Antibody response against SARS-CoV-2 was also noted to be enhanced in patients with higher BMI[22], perhaps because they are more likely to have comorbidities which predispose them to having severe disease from SARS-CoV-2 infection.

AntiSARS-CoV-2 antibody titre in infected patients was lower among smokers and patients using antiinflammatory medications[22] immunosuppressed patients.[18] Likely due to inability to mount immune response or factors suppressing immune response led to lower antibody response.

AntiSARS-CoV-2 antibody titre in infected patients was lower among females.[12,22] Though Xiaoli et al. did not find any significant difference in antibody titres in relation to gender from univariate and multivariate analysis.[5] However, from epidemiological studies males were more likely to have more severe disease from COVID-19 and thus, may have higher antibody titres than females.[29-32]

These findings suggest that prior infection with SARS-CoV- 2 should not be used to exclude people from vaccination especially those who had asymptomatic infection or mild disease, as well as the immunosuppressed patients, smokers and patients on long term anti-inflammatories. The requirement of booster doses should also be considered at earlier periods in this population.

PRESCENCE OF ANTIBODIES AND RISK OF REINFECTION

Clarity as to development of protection and duration of protection from SARS-CoV-2 re-infection following recovery from COVID-19 has not been ascertained.[9] However, previous studies following other human coronavirus (SARS-CoV, MERS-CoV) infection showed that neutralizing antibodies against these viruses can remain persistent at high levels for years and these provide protection from re-infection or reduce severity of disease, even if re-infection occurs.[9]

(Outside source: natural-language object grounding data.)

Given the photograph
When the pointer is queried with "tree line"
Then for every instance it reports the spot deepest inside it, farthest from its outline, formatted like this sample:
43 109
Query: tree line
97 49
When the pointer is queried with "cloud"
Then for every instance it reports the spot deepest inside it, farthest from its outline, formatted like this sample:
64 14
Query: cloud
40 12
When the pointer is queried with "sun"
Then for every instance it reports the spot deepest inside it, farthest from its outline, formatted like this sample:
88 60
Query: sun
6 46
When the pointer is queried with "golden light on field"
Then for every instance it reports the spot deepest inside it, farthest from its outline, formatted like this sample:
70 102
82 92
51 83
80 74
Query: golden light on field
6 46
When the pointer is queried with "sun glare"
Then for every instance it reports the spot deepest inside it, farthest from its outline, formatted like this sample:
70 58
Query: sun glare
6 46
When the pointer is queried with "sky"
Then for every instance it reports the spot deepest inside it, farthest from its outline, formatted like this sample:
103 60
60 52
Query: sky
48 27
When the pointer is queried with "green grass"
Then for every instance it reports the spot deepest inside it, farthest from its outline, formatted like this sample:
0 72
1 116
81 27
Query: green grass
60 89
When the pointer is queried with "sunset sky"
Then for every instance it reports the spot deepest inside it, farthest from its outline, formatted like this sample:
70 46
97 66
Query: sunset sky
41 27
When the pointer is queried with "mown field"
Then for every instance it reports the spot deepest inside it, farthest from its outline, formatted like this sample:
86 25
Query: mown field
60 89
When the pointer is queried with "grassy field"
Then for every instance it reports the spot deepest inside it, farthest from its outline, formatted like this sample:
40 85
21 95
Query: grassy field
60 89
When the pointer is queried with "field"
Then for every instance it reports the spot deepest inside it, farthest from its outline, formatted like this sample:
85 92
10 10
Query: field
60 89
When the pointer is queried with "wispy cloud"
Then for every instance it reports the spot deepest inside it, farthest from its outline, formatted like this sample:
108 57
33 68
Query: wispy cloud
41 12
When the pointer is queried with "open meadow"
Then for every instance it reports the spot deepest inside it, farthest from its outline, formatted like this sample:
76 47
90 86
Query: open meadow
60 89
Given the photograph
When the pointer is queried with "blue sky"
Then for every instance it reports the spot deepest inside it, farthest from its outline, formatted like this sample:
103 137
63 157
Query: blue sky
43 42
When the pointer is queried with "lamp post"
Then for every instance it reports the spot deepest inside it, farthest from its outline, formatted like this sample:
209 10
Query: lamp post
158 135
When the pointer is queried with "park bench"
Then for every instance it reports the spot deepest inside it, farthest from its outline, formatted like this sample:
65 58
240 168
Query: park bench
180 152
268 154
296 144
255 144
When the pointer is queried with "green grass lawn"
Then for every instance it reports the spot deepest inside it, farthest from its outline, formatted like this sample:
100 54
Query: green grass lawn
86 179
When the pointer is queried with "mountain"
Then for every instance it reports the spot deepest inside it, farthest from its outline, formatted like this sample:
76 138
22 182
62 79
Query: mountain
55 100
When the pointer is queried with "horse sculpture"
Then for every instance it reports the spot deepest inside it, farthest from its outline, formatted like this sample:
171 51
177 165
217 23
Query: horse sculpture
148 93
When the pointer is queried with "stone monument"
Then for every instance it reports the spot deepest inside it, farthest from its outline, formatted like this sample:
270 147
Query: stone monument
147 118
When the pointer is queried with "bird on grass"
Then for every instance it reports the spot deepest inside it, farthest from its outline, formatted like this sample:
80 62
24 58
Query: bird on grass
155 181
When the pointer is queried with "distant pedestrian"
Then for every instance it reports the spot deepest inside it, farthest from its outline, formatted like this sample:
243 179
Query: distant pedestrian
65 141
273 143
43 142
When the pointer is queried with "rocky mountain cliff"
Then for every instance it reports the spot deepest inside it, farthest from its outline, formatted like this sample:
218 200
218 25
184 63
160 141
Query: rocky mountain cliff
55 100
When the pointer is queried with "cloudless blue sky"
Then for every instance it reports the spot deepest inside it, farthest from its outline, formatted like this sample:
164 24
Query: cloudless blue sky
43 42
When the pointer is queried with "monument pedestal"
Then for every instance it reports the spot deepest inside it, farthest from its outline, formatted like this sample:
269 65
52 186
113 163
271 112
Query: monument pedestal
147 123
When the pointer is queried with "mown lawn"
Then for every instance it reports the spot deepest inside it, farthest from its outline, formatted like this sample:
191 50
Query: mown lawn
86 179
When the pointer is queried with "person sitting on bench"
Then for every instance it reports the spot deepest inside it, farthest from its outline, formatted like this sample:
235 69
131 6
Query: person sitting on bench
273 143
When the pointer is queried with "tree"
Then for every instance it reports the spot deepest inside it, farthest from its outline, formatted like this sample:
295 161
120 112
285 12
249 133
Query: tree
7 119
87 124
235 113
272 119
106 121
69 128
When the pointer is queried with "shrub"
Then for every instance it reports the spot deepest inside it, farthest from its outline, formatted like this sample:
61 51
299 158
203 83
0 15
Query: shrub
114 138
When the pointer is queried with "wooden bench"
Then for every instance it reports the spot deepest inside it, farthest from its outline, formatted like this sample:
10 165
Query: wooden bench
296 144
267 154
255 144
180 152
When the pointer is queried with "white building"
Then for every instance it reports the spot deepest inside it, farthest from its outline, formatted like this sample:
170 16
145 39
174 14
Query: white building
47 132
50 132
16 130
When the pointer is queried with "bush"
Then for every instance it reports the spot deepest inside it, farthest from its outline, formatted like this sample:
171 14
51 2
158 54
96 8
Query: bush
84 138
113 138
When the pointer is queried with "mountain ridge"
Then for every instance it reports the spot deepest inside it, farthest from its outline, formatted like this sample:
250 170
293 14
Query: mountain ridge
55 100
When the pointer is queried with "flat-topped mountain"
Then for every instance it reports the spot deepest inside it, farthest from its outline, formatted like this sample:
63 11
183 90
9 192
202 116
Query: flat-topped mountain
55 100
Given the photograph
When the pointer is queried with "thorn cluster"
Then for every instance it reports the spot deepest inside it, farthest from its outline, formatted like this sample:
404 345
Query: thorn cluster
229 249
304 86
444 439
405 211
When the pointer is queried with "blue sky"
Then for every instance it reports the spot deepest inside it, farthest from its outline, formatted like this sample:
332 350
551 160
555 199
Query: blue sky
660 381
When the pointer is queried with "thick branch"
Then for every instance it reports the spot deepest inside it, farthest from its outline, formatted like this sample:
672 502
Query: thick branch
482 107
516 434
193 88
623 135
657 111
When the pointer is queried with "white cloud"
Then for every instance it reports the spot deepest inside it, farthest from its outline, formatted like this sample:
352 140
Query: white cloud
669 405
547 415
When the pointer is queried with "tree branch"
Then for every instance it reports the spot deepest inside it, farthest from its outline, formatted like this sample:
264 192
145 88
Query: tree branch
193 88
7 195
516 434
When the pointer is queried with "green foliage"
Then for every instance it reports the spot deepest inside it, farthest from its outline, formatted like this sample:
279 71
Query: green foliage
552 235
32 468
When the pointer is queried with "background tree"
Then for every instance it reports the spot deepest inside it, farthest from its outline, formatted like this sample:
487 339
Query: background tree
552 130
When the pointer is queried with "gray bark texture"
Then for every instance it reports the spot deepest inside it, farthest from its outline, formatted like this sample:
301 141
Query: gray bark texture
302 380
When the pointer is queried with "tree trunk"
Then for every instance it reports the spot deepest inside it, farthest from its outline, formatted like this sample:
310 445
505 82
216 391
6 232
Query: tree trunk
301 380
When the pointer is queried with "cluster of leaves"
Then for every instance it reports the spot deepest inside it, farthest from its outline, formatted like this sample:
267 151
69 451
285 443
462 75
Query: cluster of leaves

Persistence of high levels of antiSARS-CoV-2 neutralizing antibodies (IgG) following natural infection is thus likely to be associated with conferment on long term protection against re-infection[2,9,26,33] or attenuate disease severity if re-infection occurs9 and could be associated with prevention of infection in vaccinated individuals.

Anti-SARS-CoV-2 IgG antibodies contribute to the long term neutralizing antibodies,[34] and as such IgG titres after recovery are more indicative of protection against re-infection or reduced disease severity following re-infection.

Lu et al in a study of involving 87 COVID-19 patients who were diagnosed with re-infection following recovery and discharge from hospital, noted that all patients who tested positive again for the infection were observed to have had mild or moderate disease at initial diagnosis and were younger.[35]Suggesting those who are likely to have reduced antibody response/ neutralizing antibodies might be at an increased risk of incomplete viral clearance and re-infection,[35] although infectivity of these residual viral particles in the host is not clear.[36]

CONCLUSION

We don’t know for how long SARS-CoV-2 infection will be with us but we know we need curb its spread. Antibody response to the viral antigens of SARS-CoV- 2 will guide our vaccination strategies. There is evidence of robust antibody response in most patients who were infected with SARS-CoV-2 infection, the degree of which is correlated with severity of symptoms. Persistence of high levels of neutralizing (IgG) antibodies is likely to confer protection against re-infection or reduce severity of COVID-19 following re-infection.

RECOMMENDATION/PUBLIC HEALTH IMPORTANCE

The findings in this review highly suggest that vaccination against SARS-CoV-2 might provide long term protection against SARS-CoV-2 infection in majority of the population and as such should be made available to the populace as soon as feasible.

Previous infection with SARS-CoV-2 should not be used as an exclusion criteria for vaccination especially for patients who had asymptomatic or mild infection.

Booster doses might be required in selected situations.

There is need for further studies to quantify the antibody titre following vaccination against SARS-CoV-2 and subsequently determine the appropriate interval for booster doses.